Sabemos que las distintas formas de violencia se practican en todos los ámbitos sociales; si bien la violencia denominada familiar se describe habitualmente asociada con las familias “marginales”, los pobres de toda pobreza. Tambien llamados vulnerables.

Los pedidos de auxilio provenientes de clases altas los recibimos mucho menos. Suponemos que no se deciden a recurrir al Estado en busca de protección, el factor vergüenza jugaría un papel importante.

Quienes, desde el año 2006 trabajamos atendiendo el número telefónico 137 que responde al Programa Las Víctimas contra las Violencias, dependiente del Ministerio de Justicia y Derechos Humanos de la Nación, diferenciamos los distintos orígenes del llamado porque el pedido de ayuda implica que iremos a buscar a la víctima, donde se encuentre, para acompañarla y hacer la denuncia si ella está de acuerdo. Y explicarle la necesidad de esa denuncia. O sea, además de escucharla mediante el teléfono, la acompañamos personalmente. Del diálogo con ellas, y desde hace aproximadamente tres años, muchas de ellas nos dicen:

“El primero me gritaba mucho, pero ahora me golpea fuerte, yo trato de esconderme, pero no puedo, ya me fracturó un brazo y ahora, vuelve borracho y me golpea la cabeza…”. Estamos escuchando a una víctima en situación de vulnerabilidad extrema, de aquellas que asisten a comedores públicos y merenderos con sus hijos porque de lo contrario no comerían: no les alcanza con el mínimo subsidio que pueden recibir. Entonces, escuchar que las mujeres explican: ”Cuando llega drogado o borracho…”, el alerta se enciende frente a estas víctimas que configuran un estilo nuevo porque el grado de vulnerabilidad que padecen esta sostenido por la hambruna que impregna a esa familia. Que antes, cinco o seis años antes, raramente se encontraba en ciudades capitales.

El fenómeno no debería asombrarnos: aun en esa miserabilidad del hambre dolorosa, el varón logra trampear el dinero para la droga y el alcohol.
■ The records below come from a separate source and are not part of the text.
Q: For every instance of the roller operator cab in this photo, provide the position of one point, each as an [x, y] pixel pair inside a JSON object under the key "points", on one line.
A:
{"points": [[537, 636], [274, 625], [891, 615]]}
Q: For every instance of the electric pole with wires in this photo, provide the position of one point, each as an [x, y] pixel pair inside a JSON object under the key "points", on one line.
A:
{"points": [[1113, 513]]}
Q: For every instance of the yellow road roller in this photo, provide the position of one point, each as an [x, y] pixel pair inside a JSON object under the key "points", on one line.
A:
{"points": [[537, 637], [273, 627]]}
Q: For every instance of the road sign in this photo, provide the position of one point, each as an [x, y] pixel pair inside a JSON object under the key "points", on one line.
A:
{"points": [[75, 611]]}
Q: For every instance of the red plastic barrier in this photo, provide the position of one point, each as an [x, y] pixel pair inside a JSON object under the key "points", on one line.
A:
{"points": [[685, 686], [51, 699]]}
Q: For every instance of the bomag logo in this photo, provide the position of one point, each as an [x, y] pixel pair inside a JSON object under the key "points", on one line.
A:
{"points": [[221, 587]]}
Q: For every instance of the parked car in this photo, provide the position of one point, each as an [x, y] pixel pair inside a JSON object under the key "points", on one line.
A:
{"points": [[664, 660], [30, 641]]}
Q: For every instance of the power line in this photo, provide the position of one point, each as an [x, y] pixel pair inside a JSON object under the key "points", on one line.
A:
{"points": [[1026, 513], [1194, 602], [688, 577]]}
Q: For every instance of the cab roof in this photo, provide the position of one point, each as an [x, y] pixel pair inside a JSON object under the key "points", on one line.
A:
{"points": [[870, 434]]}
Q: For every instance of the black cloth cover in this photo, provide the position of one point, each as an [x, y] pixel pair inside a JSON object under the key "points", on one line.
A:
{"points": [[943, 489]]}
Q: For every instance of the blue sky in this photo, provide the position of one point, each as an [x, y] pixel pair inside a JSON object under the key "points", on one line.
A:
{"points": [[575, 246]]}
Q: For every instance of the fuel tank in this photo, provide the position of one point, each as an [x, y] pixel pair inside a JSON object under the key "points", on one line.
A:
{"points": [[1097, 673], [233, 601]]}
Quizás para sobrellevar su desdicha y su humillación, para poder aguantar, como intentó argumentar una colega, con una frase peligrosa que encierra un perdón comprensivo.

Es la persistente cuestión del género que inscribe al varón en una variable estadística novedosa donde el alcoholismo también se reparte sin distinciones de grupos sociales, donde el ítem violencia familiar no puede incluirse como un episodio cotidiano sino con la gravedad que es padecida por mujeres y niños hambreados por una política social. De la cual el varón huye para pertrecharse en el alcohol y la droga.

Estas mujeres han inaugurado otra índole de víctimas porque los golpes caen sobre un cuerpo ya dañado por el sufrimiento barrial, por la pertenencia al condominio de otras víctimas, todas con hambre, todas conviviendo con varones que se alivian golpeando y alcoholizándose.

El alcohol es un problema silenciado entre nosotros en lo que a su magnitud se refiere. En esta circunstancia contribuye en la creación de esta nueva víctima, que veíamos coyunturalmente.

Y que hoy se distribuye con presencia nacional. ¿Que haremos con ellas? Nuestra tarea se realiza en urgencias y emergencias. ¿Y después?

Estos varones ya se entrenaron en violencias extremas ante mujeres hambreadas, estas mujeres tendrán que recuperar una salud dañada, lo mismo que sus hijos.

Habrá que endurecer y aumentar los esfuerzos, aprender a trabajar con estas nuevas sobrevivientes. Los varones tendrán que acallar las violencias frente a una sociedad que no les tolere el delito de golpear a las mujeres como forma de vida. Tarea para la sociedad toda, que no se desentienda y reconozca algunos efectos de una cruel política social.